From the community there is practical evidence: in the Robot Framework forum users report successful test generation with VS Code + Copilot (Agent Mode, Claude Sonnet 4) combined with MCP servers for library documentation. The RF MCP server (Many Kasiriha, presented at RoboCon 2026) addresses the hallucination problem specifically by using LibDoc to expose only actually-existing keywords to the LLM. At RoboCon 2026, 8 of around 20 sessions were devoted explicitly to AI + RF — a sign of how central the topic has become to the community.

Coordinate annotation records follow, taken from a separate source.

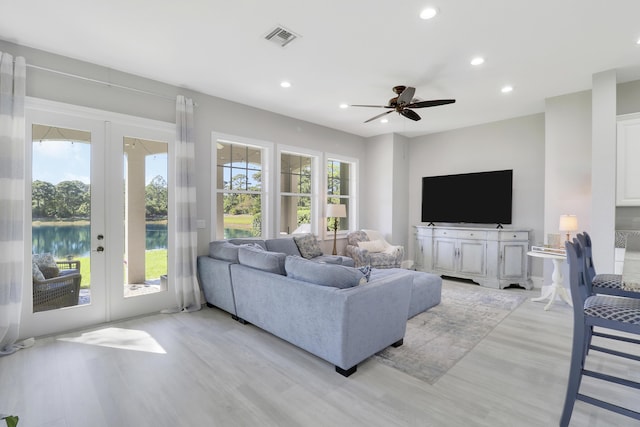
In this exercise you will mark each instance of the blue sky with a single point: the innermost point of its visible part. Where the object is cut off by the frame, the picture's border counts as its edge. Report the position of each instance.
(56, 161)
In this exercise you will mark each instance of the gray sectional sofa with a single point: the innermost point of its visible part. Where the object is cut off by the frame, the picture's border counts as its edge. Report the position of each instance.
(320, 305)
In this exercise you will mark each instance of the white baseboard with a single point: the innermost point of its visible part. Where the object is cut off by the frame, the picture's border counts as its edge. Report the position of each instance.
(538, 282)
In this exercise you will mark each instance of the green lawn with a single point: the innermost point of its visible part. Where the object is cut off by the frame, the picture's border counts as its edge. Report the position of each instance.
(155, 266)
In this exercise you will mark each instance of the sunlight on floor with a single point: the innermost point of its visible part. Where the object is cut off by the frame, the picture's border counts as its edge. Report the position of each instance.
(124, 339)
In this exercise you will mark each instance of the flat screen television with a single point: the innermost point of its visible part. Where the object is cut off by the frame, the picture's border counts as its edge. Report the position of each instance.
(479, 197)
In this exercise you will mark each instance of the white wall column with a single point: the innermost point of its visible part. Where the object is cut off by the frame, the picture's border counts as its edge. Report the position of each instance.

Verdict — RF’s token-efficient niche in the LLM era

DimensionRobot FrameworkpytestGherkin / Cucumber
Tokens for login testaround 75around 130around 50 (feature) + around 200 (steps)
Error sources per testaround 5over 15around 3 (feature) + around 15 (steps)
Case-sensitiveNoYesPartial
Self-executableYesYesNo (needs glue code)
Natural-languageHighLowVery high (feature only)
Training-data coverageLowHighMedium
Whitespace riskHighLowNone

The core thesis reduces to one sentence: RF minimises the distance between what an LLM naturally produces (natural language) and what the machine can execute (formal test logic). No other test syntax hits this sweet spot as well. pytest is more powerful but syntactically more fragile. Gherkin is more natural-language but not self-executable. Cypress and Playwright are modern but require full programming-language proficiency.

RF’s real innovation for the LLM era is not that it is simple — it is that it is fault-tolerant. Case insensitivity, underscore tolerance and the keyword-driven abstraction create a wide corridor in which an LLM can be “approximately right” and the test still runs. In pytest everything has to be exact. In RF “close enough” is often sufficient — and that is exactly what probabilistic language models do best.